That's a really cool thing. That's one of the strengths that we've got in Australia on this front. So as much as we say that cybersecurity is a team sport, so is public policy. We've all got the ability to obviously have that voice and have that level of influence or try to have that level of influence. But I think the key thing as well is we are part of a community, and you can look to your peers and look to the people around you to say, this is my perspective on this. This is why this really matters. And there is a very good chance that the people or the entities that you are talking to who are within your ecosystem are going to also advocate on your behalf. And I see that pretty regularly as part of the conversations I have with other pockets of industry, you know, through the work that I do as part of the trusted information sharing network that's run by Home affairs. And I chair the. I co chair the data center group, I sit on the Resilience expert advisory group. I get to talk to a lot of different critical infrastructure entities through those positions, but I also get to talk to entities that you might not think about in terms of critical infrastructure, resilience or cybersecurity and whatnot. I got to share the stage with the CEO of Food bank last year, brought this fabulous perspective to what resilience means for them and how cybersecurity impacts them. And then I was able to take that forward and say, actually, these are really important points that need to be reflected here. Can I get some more information from you so I can take that forward? Make yourself known as part of the ecosystem. Talk to people like me who, you know, are actively engaged in this space. You don't have to try to do it all alone.

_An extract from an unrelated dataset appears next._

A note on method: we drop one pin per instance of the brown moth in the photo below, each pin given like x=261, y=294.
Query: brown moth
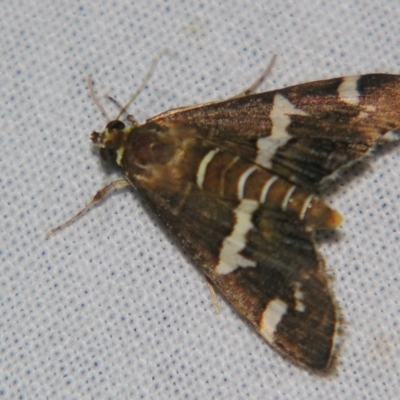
x=237, y=181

[00:29:42] Speaker B: Yeah, those are great points. And I think that's what's really important about getting you on the show so you can dissect the process. I think people out there do think it's hard or it's impossible. You got to know somewhere, how does it work? So it would be a fair assumption to say, min, that people do need a little bit, be a bit more proactive. Whether they come and approach you, they are being a bit more proactive and going direct. Do you think maybe people just, they just didn't know?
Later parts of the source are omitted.